Hacker News new | past | comments | ask | show | jobs | submit login
Million Short allows users to remove up to the top 1M sites from a search set (forbes.com/sites/julianmitchell)
100 points by cpeterso on Jan 7, 2018 | hide | past | favorite | 57 comments

I use million short to search for howtos written by real craftsmen in their field.

One example is an end-grain cutting board that I made recently. For most things Ike that, the top 1000 are dominated by made-for-Pinterest blogs or major sites that aggregate low quality content that's good enough to get hits but not good for much more than that.

I just tested this for 'kumiko patterns' and 'islamic geometry' and was pleasantly surprised at the great results hidden 1000 links away that I would never have come across in google. I'm going to be using this search engine.

What would we do without the garbage content that is eHow and wikiHow?

I had a friend who had a whole list of dozens of banned sites configured for his google searches, which made Google way more useful. And then one day, Google decided to cut that feature out, as part of their drive to remove power user features across their products.

I have always wanted that feature. I never knew it existed previously.

There is still https://chrome.google.com/webstore/detail/personal-blocklist...

Similar extensions exist for firefox.

I’ve always wanted to see a search engine thar takes the top SEO tips and penalizes sites that use them.

For example searching for how to grow a garden. I never want to see howtogrowagarden.com. I’d prefer to find more genuine l, non seo juiced advice.

Problem is that SEO is tied to appearing relevant, so to penalize SEO is to penalize relevancy. Splitting SEO from relevancy is often a matter of making better search

Searching for least-relevant can be pretty random: it's easy to point at the center of a circle, but the edge of the circle is not a point

A perfect system would penalize SEO (appearing relevant) and reward actual relevance.

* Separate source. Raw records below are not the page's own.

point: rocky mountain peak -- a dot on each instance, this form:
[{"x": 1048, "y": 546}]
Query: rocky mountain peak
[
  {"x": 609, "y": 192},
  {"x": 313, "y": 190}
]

Of course, this is easier said than done.

This is exactly what the search engines have been attempting for the last 10 years.

by your own words, since SEO is tied to appearing relevant, penalizing SEO peanlizes apparent relevancy.

and since SEO is abused for pageviews i.e. apparent relevancy, this penalizes SEO abuse.

The whole reason google spends billions on their search engine is that humanity does not yet have a program that can differentiate fake relevancy from relevancy, with perfect accuracy.

The venn diagram between SEO and user satisfaction is gradually being compressed into a circle by Google as they improve their algorithm.

SEO is already basically human oriented now- anyone selling mumbo jumbo SEO magic now is a crank. It used to actually work quite well.

Many SEO tips, like using H1 tags, make the site more usable IMO. I imagine removing the top million leaves you with some pretty ugly sites.

I’d like to remove just the top 10K or 100K.

It looks like they already have an option for that.

An approach I've thought of in the past would be to prioritize sites with fewer scripts and smaller stylesheets. Lots of .edu pages fit the bill

One simple tweak I wish I could do in google would be to eliminate search results based on broad criteria. For example, no sites that have a product for sale, no sites that repackage contents from other sites, no sites that include a given word, no sites that serve adds.

You can instruct Google not to include sites with a given word by prefixing the excluded words with a dash. For ex:

> buy hoes -sex -porn

Yes, but the rest is not solved by that. Google has really let the search game slide for a while.

They've even removed a lot of the useful search operators. Someone needs to bring advanced search back in a competing search engine.

But the goal isn't good search. It's good enough search with Google's narrative (usually ads) filling in the space between.

Do people really think search is a solved problem ?

I still have difficulty finding information I need for work from company Intranets

I still have difficulty finding really local information

I still have trouble finding news that is objective and not slanted or click bait

I still have difficulty finding recommendations on finding recommendations for good books to read

It seems to be like Google has really dropped the ball on search since they acquired "lock-in" through Gmail, Chrome sync, Android etc.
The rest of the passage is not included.